Cette religion nouvelle, cette religion sensible a trouvé son accomplissement
dans toute cette époque du design,
de l’urbanisme, de la biopolitique et de la réclame. Elle
n’est autre que le capital, dans sa phase impériale.
Là où l’esthétique
prétend réunir ce qu’elle sépare essentiellement, le geste messianique[1]consiste à assumer
l’union qui est là.
C’est un spectacle qui, depuis un siècle, ne laisse
d’être hilarant : la paralysie chronique de ceux qui
entendent « dépasser la séparation entre l’art et la
vie », ceux qui, dans un même geste, posent une séparation
et prétendent l’abolir. L’opération esthétique domine l’époque
comme ce mouvement double, duplice de tout rassembler pour tout mettre à distance. En ce sens,
elle est bien ce moment de la récapitulation finale dans la parodie, cette « récollection du souvenir » dont parle Hegel au sujet du savoir absolu, où
tout est archivé.
C’est non seulement l’ensemble des événements « du
passé », toute l’« histoire des civilisations »

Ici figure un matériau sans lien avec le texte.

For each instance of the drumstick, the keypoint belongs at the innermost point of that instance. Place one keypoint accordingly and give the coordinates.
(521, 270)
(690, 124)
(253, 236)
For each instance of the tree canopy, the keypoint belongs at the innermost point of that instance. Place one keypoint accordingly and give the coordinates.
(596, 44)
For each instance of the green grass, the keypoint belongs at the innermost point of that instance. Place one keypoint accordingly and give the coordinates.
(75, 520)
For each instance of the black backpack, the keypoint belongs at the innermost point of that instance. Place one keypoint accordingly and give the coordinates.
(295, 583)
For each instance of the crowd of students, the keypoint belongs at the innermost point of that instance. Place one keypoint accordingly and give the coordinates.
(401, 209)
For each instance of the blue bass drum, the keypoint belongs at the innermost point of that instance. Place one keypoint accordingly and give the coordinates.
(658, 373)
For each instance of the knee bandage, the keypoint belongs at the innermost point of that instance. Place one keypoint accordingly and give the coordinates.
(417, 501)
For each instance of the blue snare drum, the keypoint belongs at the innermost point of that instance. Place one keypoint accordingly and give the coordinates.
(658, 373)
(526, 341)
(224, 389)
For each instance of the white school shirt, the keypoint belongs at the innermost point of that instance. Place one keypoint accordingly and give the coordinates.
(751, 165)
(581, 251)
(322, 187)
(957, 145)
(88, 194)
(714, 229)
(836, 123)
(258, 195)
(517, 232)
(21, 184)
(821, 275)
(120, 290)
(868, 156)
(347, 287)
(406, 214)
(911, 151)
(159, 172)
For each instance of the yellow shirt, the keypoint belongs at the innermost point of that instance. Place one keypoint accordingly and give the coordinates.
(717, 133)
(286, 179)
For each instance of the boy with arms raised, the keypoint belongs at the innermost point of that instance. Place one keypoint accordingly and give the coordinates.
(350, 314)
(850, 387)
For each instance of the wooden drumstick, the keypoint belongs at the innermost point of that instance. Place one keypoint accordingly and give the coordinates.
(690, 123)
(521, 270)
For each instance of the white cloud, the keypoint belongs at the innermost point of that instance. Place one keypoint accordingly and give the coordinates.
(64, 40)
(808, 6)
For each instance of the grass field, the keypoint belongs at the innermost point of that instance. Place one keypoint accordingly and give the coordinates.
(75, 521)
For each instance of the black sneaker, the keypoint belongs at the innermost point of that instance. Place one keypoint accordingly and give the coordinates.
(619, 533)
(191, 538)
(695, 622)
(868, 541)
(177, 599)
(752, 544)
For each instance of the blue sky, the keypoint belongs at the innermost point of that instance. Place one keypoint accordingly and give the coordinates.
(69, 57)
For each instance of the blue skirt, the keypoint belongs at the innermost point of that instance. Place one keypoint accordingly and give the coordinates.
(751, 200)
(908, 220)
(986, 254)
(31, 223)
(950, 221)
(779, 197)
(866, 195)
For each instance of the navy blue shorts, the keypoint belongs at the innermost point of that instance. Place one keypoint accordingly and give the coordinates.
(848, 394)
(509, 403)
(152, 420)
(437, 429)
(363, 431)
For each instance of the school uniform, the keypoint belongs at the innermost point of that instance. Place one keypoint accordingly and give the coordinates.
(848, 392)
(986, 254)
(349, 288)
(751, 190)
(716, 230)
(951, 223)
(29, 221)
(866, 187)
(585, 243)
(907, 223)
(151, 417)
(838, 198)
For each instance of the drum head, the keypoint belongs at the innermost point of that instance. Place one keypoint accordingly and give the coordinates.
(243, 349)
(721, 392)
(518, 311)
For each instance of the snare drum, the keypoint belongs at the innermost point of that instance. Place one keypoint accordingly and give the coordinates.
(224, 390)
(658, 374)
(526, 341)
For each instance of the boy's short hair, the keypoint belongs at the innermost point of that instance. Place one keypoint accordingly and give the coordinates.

et des « cultures » qui sont ainsi désactivés,
c’est jusqu’aux tentatives présentes pour faire brèche dans
le cours du temps, jusqu’à l’événement survenu hier qui
sont appréhendés comme déjà passés, qui sont projetés dans le simplement possible. Ce fameux « présent perpétuel »
dont on nous rebat tant les oreilles n’est qu’une assignation
à résidence dans le
lendemain. L’enfer esthétique où nous évoluons se présente
ainsi : tout ce qui pourrait nous animer est réuni là, à
distance de vue mais résolument hors de contact. Tout ce
qui nous fait défaut est retenu dans des limbes inaccessibles.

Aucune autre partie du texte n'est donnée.